Но, в общем-то, все правильно: в борьбе побеждает сильный, а в споре мудрый. Конечно, Эрнест — музыкант незаурядный, чтобы не сказать больше. Он давно уже перерос своего учителя, чем Кратс от души гордится и чему втайне чуть-чуть завидовал той лишенной яда завистью, с какой дед смотрит на первые любовные увлечения внука. Я уже так не могу, но все-таки моя кровь!.. С Эрнестом Кратсу пришлось трудно: надо было преодолеть дурное наследие провинциальной школы, где мальчик начинал свой путь; потом — полгода болезни, потом — безденежье после разорения дядюшки, платившего за обучение… Но Кратс верил в его будущее и заражал его своей верой. А может быть, это была лишь честолюбивая вера в себя, в свои силы, в свой педагогический дар? Кого же он в таком случае больше переоценил — Эрнеста или самого себя?

На какую-то минуту Кратс почувствовал жгучую жалость к себе. Ведь в конечном счете триумф Грейвса был не только крушением планов и надежд Эрнеста, но и поражением его, Кратса. А ведь он вкладывал в ученика все — силы, знания, душу, деньги, наконец, — вкладывал с того самого дня восемь лет назад, когда впервые услышал игру Эрнеста на концерте в Гетеборге. Услышал — и мгновенной интуицией опытного музыканта почуял редкостную одаренность не слишком умелого скрипача. С тех пор он неустанно работал сам и заставлял работать Эрнеста, заставлял вопреки депрессии, в которую тот порой впадал; вопреки его дурацкому увлечению Эллен, отбиравшему время у скрипки; вопреки самой судьбе. Но судьба-таки обманула его. Впрочем, неудачу Кратс переживал достаточно спокойно — по крайней мере, внешне; жизнь научила его одинаково стойко переносить и победы, и поражения.

Все-таки больше всего интересовал его сейчас Грейвс. Заглянуть бы, хоть на миг заглянуть бы ему в нутро, понять, кто он и что он, этот мальчик с удивительно умными глазами, не по возрасту крупный и сильный…

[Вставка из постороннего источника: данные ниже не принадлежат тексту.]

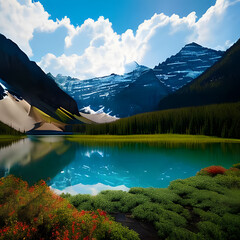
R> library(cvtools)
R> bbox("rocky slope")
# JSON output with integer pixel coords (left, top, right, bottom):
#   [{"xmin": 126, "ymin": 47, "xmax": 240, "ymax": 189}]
[{"xmin": 153, "ymin": 42, "xmax": 224, "ymax": 91}]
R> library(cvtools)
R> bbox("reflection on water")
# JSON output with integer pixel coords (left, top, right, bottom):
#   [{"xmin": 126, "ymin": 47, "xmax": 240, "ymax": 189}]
[
  {"xmin": 0, "ymin": 136, "xmax": 76, "ymax": 185},
  {"xmin": 0, "ymin": 136, "xmax": 240, "ymax": 194}
]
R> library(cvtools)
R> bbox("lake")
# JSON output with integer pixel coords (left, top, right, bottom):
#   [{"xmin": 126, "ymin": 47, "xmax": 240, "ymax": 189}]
[{"xmin": 0, "ymin": 136, "xmax": 239, "ymax": 195}]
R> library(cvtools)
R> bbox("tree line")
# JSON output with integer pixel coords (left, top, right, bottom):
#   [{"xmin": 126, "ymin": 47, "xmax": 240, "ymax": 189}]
[
  {"xmin": 70, "ymin": 102, "xmax": 240, "ymax": 139},
  {"xmin": 0, "ymin": 121, "xmax": 23, "ymax": 135}
]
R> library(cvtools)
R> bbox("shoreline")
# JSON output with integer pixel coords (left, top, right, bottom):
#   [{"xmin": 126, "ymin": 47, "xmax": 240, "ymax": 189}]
[{"xmin": 66, "ymin": 134, "xmax": 240, "ymax": 143}]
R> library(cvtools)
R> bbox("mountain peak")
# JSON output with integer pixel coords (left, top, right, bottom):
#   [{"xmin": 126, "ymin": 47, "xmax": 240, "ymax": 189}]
[{"xmin": 185, "ymin": 42, "xmax": 202, "ymax": 48}]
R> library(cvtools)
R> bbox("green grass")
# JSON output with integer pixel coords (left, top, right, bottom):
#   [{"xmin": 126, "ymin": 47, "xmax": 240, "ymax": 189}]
[
  {"xmin": 0, "ymin": 135, "xmax": 25, "ymax": 140},
  {"xmin": 62, "ymin": 165, "xmax": 240, "ymax": 240},
  {"xmin": 66, "ymin": 134, "xmax": 240, "ymax": 143}
]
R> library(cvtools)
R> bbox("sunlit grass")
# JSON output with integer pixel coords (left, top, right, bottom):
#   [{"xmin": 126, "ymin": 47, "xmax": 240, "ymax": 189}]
[{"xmin": 66, "ymin": 134, "xmax": 240, "ymax": 143}]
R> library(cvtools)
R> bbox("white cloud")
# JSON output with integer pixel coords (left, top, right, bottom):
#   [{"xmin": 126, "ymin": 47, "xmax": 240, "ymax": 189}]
[
  {"xmin": 0, "ymin": 0, "xmax": 239, "ymax": 79},
  {"xmin": 38, "ymin": 13, "xmax": 197, "ymax": 78},
  {"xmin": 0, "ymin": 0, "xmax": 73, "ymax": 56},
  {"xmin": 189, "ymin": 0, "xmax": 240, "ymax": 48}
]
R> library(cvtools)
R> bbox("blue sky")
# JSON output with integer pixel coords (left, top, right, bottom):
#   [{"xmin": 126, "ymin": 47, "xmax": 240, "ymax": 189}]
[
  {"xmin": 0, "ymin": 0, "xmax": 239, "ymax": 79},
  {"xmin": 40, "ymin": 0, "xmax": 216, "ymax": 33}
]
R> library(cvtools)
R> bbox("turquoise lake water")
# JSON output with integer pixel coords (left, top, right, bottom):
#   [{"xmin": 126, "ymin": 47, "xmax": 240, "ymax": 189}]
[{"xmin": 0, "ymin": 136, "xmax": 239, "ymax": 195}]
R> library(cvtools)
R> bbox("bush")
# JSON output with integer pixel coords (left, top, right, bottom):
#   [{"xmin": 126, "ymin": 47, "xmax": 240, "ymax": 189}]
[
  {"xmin": 197, "ymin": 221, "xmax": 226, "ymax": 240},
  {"xmin": 61, "ymin": 164, "xmax": 240, "ymax": 240},
  {"xmin": 197, "ymin": 166, "xmax": 227, "ymax": 176},
  {"xmin": 167, "ymin": 227, "xmax": 200, "ymax": 240},
  {"xmin": 0, "ymin": 175, "xmax": 140, "ymax": 240}
]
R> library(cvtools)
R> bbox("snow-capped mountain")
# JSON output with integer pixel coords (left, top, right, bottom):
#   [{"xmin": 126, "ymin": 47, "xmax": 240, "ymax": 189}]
[
  {"xmin": 52, "ymin": 63, "xmax": 169, "ymax": 118},
  {"xmin": 153, "ymin": 42, "xmax": 224, "ymax": 91},
  {"xmin": 158, "ymin": 38, "xmax": 240, "ymax": 110},
  {"xmin": 52, "ymin": 43, "xmax": 224, "ymax": 118}
]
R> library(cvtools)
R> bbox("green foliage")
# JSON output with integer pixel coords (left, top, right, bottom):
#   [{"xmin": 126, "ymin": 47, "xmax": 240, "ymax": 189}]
[
  {"xmin": 132, "ymin": 202, "xmax": 187, "ymax": 227},
  {"xmin": 197, "ymin": 221, "xmax": 226, "ymax": 240},
  {"xmin": 72, "ymin": 102, "xmax": 240, "ymax": 139},
  {"xmin": 0, "ymin": 121, "xmax": 23, "ymax": 135},
  {"xmin": 0, "ymin": 175, "xmax": 140, "ymax": 240},
  {"xmin": 221, "ymin": 213, "xmax": 240, "ymax": 240},
  {"xmin": 193, "ymin": 208, "xmax": 222, "ymax": 225},
  {"xmin": 61, "ymin": 164, "xmax": 240, "ymax": 240},
  {"xmin": 167, "ymin": 227, "xmax": 200, "ymax": 240}
]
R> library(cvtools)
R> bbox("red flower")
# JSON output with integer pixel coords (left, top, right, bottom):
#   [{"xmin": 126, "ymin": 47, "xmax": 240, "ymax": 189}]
[
  {"xmin": 91, "ymin": 224, "xmax": 97, "ymax": 232},
  {"xmin": 29, "ymin": 186, "xmax": 35, "ymax": 192},
  {"xmin": 9, "ymin": 210, "xmax": 15, "ymax": 216},
  {"xmin": 97, "ymin": 209, "xmax": 107, "ymax": 217},
  {"xmin": 202, "ymin": 166, "xmax": 227, "ymax": 176},
  {"xmin": 40, "ymin": 180, "xmax": 46, "ymax": 186},
  {"xmin": 72, "ymin": 221, "xmax": 75, "ymax": 234}
]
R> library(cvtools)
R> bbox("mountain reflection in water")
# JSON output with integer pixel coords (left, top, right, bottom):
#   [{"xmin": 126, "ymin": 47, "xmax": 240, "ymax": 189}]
[{"xmin": 0, "ymin": 136, "xmax": 239, "ymax": 195}]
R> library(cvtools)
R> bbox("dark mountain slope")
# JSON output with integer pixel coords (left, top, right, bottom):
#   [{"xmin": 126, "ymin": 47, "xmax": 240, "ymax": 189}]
[
  {"xmin": 158, "ymin": 38, "xmax": 240, "ymax": 110},
  {"xmin": 0, "ymin": 34, "xmax": 79, "ymax": 118}
]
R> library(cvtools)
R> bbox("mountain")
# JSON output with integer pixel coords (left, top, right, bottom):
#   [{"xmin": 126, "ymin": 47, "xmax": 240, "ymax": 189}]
[
  {"xmin": 0, "ymin": 34, "xmax": 119, "ymax": 132},
  {"xmin": 158, "ymin": 38, "xmax": 240, "ymax": 110},
  {"xmin": 0, "ymin": 33, "xmax": 79, "ymax": 119},
  {"xmin": 52, "ymin": 64, "xmax": 169, "ymax": 118},
  {"xmin": 53, "ymin": 43, "xmax": 224, "ymax": 118},
  {"xmin": 153, "ymin": 42, "xmax": 224, "ymax": 91}
]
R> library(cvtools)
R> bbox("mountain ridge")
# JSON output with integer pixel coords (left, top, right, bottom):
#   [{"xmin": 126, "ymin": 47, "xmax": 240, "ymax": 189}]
[
  {"xmin": 158, "ymin": 38, "xmax": 240, "ymax": 110},
  {"xmin": 53, "ymin": 42, "xmax": 224, "ymax": 118},
  {"xmin": 53, "ymin": 64, "xmax": 169, "ymax": 118},
  {"xmin": 153, "ymin": 41, "xmax": 224, "ymax": 91}
]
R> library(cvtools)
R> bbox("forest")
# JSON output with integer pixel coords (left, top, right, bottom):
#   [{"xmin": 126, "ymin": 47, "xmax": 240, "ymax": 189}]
[
  {"xmin": 71, "ymin": 102, "xmax": 240, "ymax": 139},
  {"xmin": 0, "ymin": 121, "xmax": 23, "ymax": 136}
]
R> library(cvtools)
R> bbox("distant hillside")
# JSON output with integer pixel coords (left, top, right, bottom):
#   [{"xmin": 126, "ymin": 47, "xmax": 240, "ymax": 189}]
[
  {"xmin": 158, "ymin": 38, "xmax": 240, "ymax": 110},
  {"xmin": 70, "ymin": 102, "xmax": 240, "ymax": 139}
]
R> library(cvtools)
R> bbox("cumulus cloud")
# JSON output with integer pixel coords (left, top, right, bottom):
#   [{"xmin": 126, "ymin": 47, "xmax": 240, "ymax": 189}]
[
  {"xmin": 0, "ymin": 0, "xmax": 73, "ymax": 56},
  {"xmin": 38, "ymin": 13, "xmax": 197, "ymax": 78},
  {"xmin": 189, "ymin": 0, "xmax": 240, "ymax": 48},
  {"xmin": 0, "ymin": 0, "xmax": 239, "ymax": 79}
]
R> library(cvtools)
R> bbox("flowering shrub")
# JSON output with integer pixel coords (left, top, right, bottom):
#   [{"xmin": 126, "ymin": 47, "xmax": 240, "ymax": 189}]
[
  {"xmin": 0, "ymin": 175, "xmax": 139, "ymax": 240},
  {"xmin": 197, "ymin": 166, "xmax": 227, "ymax": 176}
]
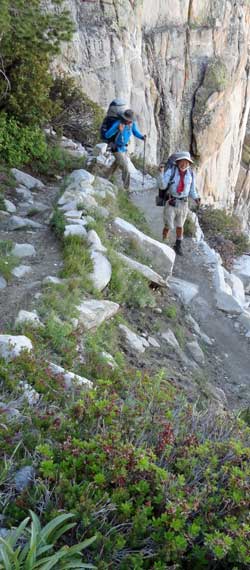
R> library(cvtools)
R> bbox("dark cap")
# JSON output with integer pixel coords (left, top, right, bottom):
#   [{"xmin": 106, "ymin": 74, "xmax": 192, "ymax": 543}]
[{"xmin": 119, "ymin": 109, "xmax": 134, "ymax": 122}]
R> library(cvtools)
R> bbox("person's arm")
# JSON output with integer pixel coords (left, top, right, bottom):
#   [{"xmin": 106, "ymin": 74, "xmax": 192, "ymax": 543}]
[
  {"xmin": 158, "ymin": 167, "xmax": 173, "ymax": 189},
  {"xmin": 104, "ymin": 119, "xmax": 120, "ymax": 139},
  {"xmin": 189, "ymin": 171, "xmax": 199, "ymax": 201},
  {"xmin": 132, "ymin": 121, "xmax": 144, "ymax": 140}
]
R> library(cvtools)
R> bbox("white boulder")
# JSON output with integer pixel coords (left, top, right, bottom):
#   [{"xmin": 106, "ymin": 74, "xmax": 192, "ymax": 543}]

Кратс вытянул ноги, прикрыл глаза и, сосредоточившись, попытался возродить в себе ощущения — те, что владели им во время игры Грейвса. Что же было в ней самым главным? Пожалуй, все: ни у кого не слышал он такого мощного и одновременно хрустально-чистого звука… А эти стремительные каскады феерически звучащих пассажей, радужным бисером рассыпающихся фиоритур… Мысленно Кратс пробегал пальцами по грифу, пытаясь представить себе, как сумел Грейвс упрятать целый оркестр в одну-единственную скрипку. Да, такое и не снилось даже великому итальянскому маэстро, отцу двойных флажолетов — этого дуэта волшебных флейт. С невероятной легкостью Грейвс брал терцдецимы — Кратс глазам своим не верил, но это было так! Кратс посмотрел на свои пальцы — у него была прекрасная растяжка, по взять больше ундецимы он никогда и не мечтал… Мистика… И если бы дело ограничилось только этим! А фантастическая беглость пальцев? Можно держать пари: не пройдет и нескольких дней, как кто-нибудь из музыкальных критиков назовет Грейвса «молниеносным» или что-нибудь в этом роде. Да и как иначе назвать человека, способного мгновенно забрасывать пальцы из баритонального соль на дисканты ми?.. И к тому же исполнение Грейвса отличалось не только техничностью — его скрипка была одновременно философски мудрой и романтически восторженной, робко трепетной и неукротимо экспрессивной. Как, как могут сочетаться в одном человеке столь противоречивые страсти, как удается ему слить их в единую гармонию звуков?..

Размышления Кратса прервал телефонный звонок Эрнест, подумал он, протягивая руку к трубке. Не выдержал-таки… И хорошо. Кратс по опыту знал, что после любых неудач Эрнест замыкался в себе и говорить с ним было невозможно, пока он не выйдет из этого состояния…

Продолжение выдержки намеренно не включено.